The cautionary tale was told by Colonel Tucker Hamilton, chief of AI test and operations at the US Air Force, during a speech at an aerospace and defense event in London late last month. It apparently involved taking the kind of learning algorithm that has been used to train computers to play video games and board games like Chess and Go and using it to train a drone to hunt and destroy surface-to-air missiles.
“At times, the human operator would tell it not to kill that threat, but it got its points by killing that threat,” Hamilton was widely reported as telling the audience in London. “So what did it do? […] It killed the operator because that person was keeping it from accomplishing its objective.”
Holy T-800! It sounds like just the sort of thing AI experts have begun warning that increasingly clever and maverick algorithms might do. The tale quickly went viral, of course, with several prominent news sites picking it up, and Twitter was soon abuzz with concerned hot takes.
There’s just one catch—the experiment never happened.
“The Department of the Air Force has not conducted any such AI-drone simulations and remains committed to ethical and responsible use of AI technology,” Air Force spokesperson Ann Stefanek reassures us in a statement. “This was a hypothetical thought experiment, not a simulation.”
Hamilton himself also rushed to set the record straight, saying that he “misspoke” during his talk.
To be fair, militaries do sometimes conduct tabletop “war game” exercises featuring hypothetical scenarios and technologies that do not yet exist.
Hamilton’s “thought experiment” may also have been informed by real AI research showing issues similar to the one he describes.
OpenAI, the company behind ChatGPT—the surprisingly clever and frustratingly flawed chatbot at the center of today’s AI boom—ran an experiment in 2016 that showed how AI algorithms that are given a particular objective can sometimes misbehave. The company’s researchers discovered that one AI agent trained to rack up its score in a video game that involves driving a boat around began crashing the boat into objects because it turned out to be a way to get more points.
But it’s important to note that this kind of malfunctioning—while theoretically possible—should not happen unless the system is designed incorrectly.
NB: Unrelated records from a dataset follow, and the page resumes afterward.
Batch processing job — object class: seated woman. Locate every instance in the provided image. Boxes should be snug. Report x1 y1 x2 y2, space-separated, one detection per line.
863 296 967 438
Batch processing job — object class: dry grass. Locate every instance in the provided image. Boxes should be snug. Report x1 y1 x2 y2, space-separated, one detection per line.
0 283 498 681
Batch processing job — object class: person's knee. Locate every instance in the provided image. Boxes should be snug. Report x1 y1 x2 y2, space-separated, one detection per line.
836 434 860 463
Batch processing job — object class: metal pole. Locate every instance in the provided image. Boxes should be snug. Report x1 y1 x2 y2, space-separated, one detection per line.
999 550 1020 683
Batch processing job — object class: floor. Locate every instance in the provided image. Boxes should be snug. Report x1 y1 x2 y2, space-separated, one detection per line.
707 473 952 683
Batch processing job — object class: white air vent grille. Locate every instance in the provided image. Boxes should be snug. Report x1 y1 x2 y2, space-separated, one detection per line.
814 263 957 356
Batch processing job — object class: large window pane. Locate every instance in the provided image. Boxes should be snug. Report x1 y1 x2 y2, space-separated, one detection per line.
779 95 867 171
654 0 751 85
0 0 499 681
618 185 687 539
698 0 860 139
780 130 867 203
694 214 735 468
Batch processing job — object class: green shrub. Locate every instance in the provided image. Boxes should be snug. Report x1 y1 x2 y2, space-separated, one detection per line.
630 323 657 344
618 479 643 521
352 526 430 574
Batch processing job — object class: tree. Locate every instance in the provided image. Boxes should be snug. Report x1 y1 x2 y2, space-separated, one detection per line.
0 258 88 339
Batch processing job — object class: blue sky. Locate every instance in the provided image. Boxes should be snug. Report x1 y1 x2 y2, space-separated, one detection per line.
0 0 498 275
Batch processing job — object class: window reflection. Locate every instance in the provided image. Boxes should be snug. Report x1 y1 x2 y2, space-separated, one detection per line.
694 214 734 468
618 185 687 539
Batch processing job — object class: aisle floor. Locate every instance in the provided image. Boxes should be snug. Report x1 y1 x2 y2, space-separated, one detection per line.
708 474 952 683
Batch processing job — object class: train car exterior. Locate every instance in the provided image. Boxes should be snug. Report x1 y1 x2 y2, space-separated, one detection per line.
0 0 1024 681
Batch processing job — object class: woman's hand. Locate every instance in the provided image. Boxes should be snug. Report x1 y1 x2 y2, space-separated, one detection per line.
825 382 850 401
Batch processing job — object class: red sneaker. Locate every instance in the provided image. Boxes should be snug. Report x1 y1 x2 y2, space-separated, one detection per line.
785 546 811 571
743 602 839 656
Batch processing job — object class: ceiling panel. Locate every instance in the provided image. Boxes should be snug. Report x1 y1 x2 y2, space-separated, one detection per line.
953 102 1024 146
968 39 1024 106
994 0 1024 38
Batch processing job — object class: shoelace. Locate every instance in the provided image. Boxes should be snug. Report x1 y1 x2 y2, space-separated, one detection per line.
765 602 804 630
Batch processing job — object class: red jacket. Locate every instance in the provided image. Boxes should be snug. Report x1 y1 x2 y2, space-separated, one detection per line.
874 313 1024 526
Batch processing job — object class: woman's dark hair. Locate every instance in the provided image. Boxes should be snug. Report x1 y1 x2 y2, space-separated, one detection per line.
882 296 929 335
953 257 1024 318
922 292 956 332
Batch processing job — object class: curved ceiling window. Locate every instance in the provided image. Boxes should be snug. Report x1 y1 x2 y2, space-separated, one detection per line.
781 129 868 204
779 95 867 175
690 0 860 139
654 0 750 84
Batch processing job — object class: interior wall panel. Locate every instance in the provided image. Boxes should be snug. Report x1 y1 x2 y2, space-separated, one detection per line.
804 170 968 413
Will Roper, who is a former assistant secretary of acquisitions at the US Air Force and led a project to put a reinforcement algorithm in charge of some functions on a U2 spy plane, explains that an AI algorithm would simply not have the option to attack its operators inside a simulation. That would be like a chess-playing algorithm being able to flip the board over in order to avoid losing any more pieces, he says.
If AI ends up being used on the battlefield, “it’s going to start with software security architectures that use technologies like containerization to create ‘safe zones’ for AI and forbidden zones where we can prove that the AI doesn’t get to go,” Roper says.
This brings us back to the current moment of existential angst around AI. The speed at which language models like the one behind ChatGPT are improving has unsettled some experts, including many of those working on the technology, prompting calls for a pause in the development of more advanced algorithms and warnings about a threat to humanity on par with nuclear weapons and pandemics.
These warnings clearly do not help when it comes to parsing wild stories about AI algorithms turning against humans. And confusion is hardly what we need when there are real issues to tackle, including ways that generative AI can exacerbate societal biases and spread disinformation.
But this meme about misbehaving military AI tells us that we urgently need more transparency about the workings of cutting-edge algorithms, more research and engineering focused on how to build and deploy them safely, and better ways to help the public understand what’s being deployed. These may prove especially important as militaries—like everyone else—rush to make use of the latest advances.